Meso-scale mechanical damage behavior of ECC-repaired wide and narrow joints of longitudinally continuous slab tracks

The narrow and wide joint concrete of longitudinally continuous slab tracks is prone to diseases such as crushing and cracking under temperature load, which affects the integrity and durability. Therefore, this paper introduces high-toughness Engineered Cementitious Composites (ECC) as the repair material for the wide and narrow joints and conducts experimental and numerical investigation on the temperature-induced meso-scale damage characteristics. Firstly, experimental tests were carried out to determine the bonding parameters between concrete and ECC. Then, a macro-meso simulation model of longitudinally continuous slab tracks that accounts for the meso-scale characteristics of the wide and narrow joints and the nonlinear interlayer bond behavior was constructed using a sub-modeling approach. Finally, the meso-scale damage behavior and interface damage characteristics of the wide and narrow joints under different fiber contents, matrix strengths, and interface bond strengths under overall temperature loads were studied.
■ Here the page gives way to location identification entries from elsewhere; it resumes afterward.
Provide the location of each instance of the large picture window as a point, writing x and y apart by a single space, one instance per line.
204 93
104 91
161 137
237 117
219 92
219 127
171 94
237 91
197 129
Results show: (1) The fracture load of wide and narrow joints with 2.5 % fiber added is 31 % higher than that without fiber added, but it has little effect on the initial crack load and displacement. (2) The influence of matrix strength on damage follows a linear pattern. When the concrete strength increased from C35 to C60, the maximum compressive damage factor of the wide and narrow joints under temperature rise decreased from 0.9237 to 0.4752. (3) Improving the normal strength of the bonding surface and reducing the tangential stiffness can effectively delay the initiation of interface damage.